In part I of this blog I proposed an activity to define a single content standard for representing general patient history – something that would make it easy both for patients visiting different healthcare providers but also for researchers to better manage and utilize the information value of medical history when recruiting or enrolling clinical trial subjects. But this is only one of the ways our healthcare system annoys patients. Another is the single-most asked question when visiting any provider each and every time — “What meds are you taking?
Now, I’m disputing the need to ask. We know that many serious drug-related adverse events may stem from drug interactions, and that many patient conditions may just as well be caused as cured by certain drugs. The problem is that we seem to handle this data so poorly, and instead of following the mantra of “Collect once, use many times” providers and researchers just keep collecting over and over again – and sloppily at that.
In my case, I always keep a simple document of all the meds I’m on plus any nutritional supplements I may take with dosages and frequencies included. I print this out and bring a long a USB drive with the same material. Even so, I’m almost always asked to write it down on one of those paper forms – just like that annoying medical history form. Then someone types it into a system. Just like a game of telephone, the data may get slightly skewed with each new transcription – which is yet another reason why the question must be asked each time. At one provider (when I needed an ECG) I had to repeat it 3 times to a nurse, doctor and an intern – despite handing in the printout and copying it to their form.

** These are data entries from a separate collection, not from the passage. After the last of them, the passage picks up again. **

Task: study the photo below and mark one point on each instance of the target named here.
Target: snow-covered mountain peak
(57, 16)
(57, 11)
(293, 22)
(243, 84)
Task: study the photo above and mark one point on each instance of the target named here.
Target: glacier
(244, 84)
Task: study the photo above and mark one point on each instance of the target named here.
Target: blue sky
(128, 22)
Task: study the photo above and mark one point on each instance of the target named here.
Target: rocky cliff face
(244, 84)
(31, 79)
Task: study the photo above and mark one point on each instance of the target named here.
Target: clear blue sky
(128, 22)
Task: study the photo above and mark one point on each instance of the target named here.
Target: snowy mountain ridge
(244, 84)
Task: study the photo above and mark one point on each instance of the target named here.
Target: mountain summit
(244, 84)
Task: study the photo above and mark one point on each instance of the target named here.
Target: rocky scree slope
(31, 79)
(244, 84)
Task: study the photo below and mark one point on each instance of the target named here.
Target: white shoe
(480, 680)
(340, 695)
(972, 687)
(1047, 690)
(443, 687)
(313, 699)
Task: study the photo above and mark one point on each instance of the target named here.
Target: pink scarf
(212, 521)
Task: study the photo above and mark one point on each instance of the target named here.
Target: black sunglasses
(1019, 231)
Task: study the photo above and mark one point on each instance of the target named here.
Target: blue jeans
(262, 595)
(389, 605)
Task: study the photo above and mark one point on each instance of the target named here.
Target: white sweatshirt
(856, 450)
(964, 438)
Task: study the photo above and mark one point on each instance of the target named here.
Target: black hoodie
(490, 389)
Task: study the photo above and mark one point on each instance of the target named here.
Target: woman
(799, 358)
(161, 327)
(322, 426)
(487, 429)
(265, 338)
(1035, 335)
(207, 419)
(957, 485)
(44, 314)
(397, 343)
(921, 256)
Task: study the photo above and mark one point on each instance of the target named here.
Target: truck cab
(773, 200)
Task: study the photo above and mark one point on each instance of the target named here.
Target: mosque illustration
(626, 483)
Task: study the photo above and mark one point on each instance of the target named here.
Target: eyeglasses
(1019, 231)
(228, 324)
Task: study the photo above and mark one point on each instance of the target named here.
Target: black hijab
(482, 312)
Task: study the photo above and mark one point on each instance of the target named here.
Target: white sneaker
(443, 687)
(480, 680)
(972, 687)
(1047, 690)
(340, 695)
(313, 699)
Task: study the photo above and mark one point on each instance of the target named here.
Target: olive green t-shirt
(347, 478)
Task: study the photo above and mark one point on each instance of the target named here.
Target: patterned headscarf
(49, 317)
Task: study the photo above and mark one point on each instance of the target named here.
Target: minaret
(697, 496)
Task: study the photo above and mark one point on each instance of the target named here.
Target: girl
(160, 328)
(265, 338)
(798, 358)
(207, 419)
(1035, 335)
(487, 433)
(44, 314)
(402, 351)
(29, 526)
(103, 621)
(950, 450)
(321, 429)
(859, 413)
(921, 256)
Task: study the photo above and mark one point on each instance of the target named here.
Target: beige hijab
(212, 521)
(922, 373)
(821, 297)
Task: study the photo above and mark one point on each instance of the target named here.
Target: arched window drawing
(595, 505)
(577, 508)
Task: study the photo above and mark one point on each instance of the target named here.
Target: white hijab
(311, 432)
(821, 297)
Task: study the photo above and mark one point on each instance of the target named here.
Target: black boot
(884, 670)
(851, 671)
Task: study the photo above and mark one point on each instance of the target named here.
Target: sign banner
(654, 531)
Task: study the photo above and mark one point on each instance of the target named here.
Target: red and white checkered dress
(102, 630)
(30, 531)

When I type “medication tracker” in the Apple App Store, I get 148 hits of apps that can do this for me, and I know of websites that offer to do the same. What I can’t seem to find is a simple standard way of recording my medication use data once so that all of my providers (or any research investigators) could access a single trusted source of information for Patient Wayne. My ideal meds app would allow me to pick each med I’m taking from a list of available medications that are coded according to NCD, RxNorm and WHODRUG codes, perhaps be able to import a record of a new prescription from my docs automatically, and allow me to edit my actual usage data before my next doctor visit if I changed my habits. I’d still expect the doc to ask to confirm, but only after looking at my current official list.
There are multiple ways to make such accessible – perhaps I might have a Personal Health Record (such as the ones that Microsoft and Google were trying to power through Healthvault and Google Health). Or maybe I can just use the portal of my primary care provider and trust them to make it accessible to all the other specialists I must occasionally visit (of course, this presumes that interoperability between providers actually is functional, which hasn’t been true so far in my case to date). Or maybe it’s just an XML file on my phone that I can send on demand.
Wouldn’t this be better than having me scribble this on a form over and over, or a physician having to guess if I happened to be pulled unconscious into an ER one of these days, or with data managers having to deal with sloppy and unreliable data on a ConMeds CRF? Having ready access to reliable medication use data for patients could be a tremendous boost to pharmacovigilance and epidemiological research as well.
Yes, Interoperability should be great once it finally arrives. In the meantime, can’t we just find a simpler, standardized way for my doctors to know my meds?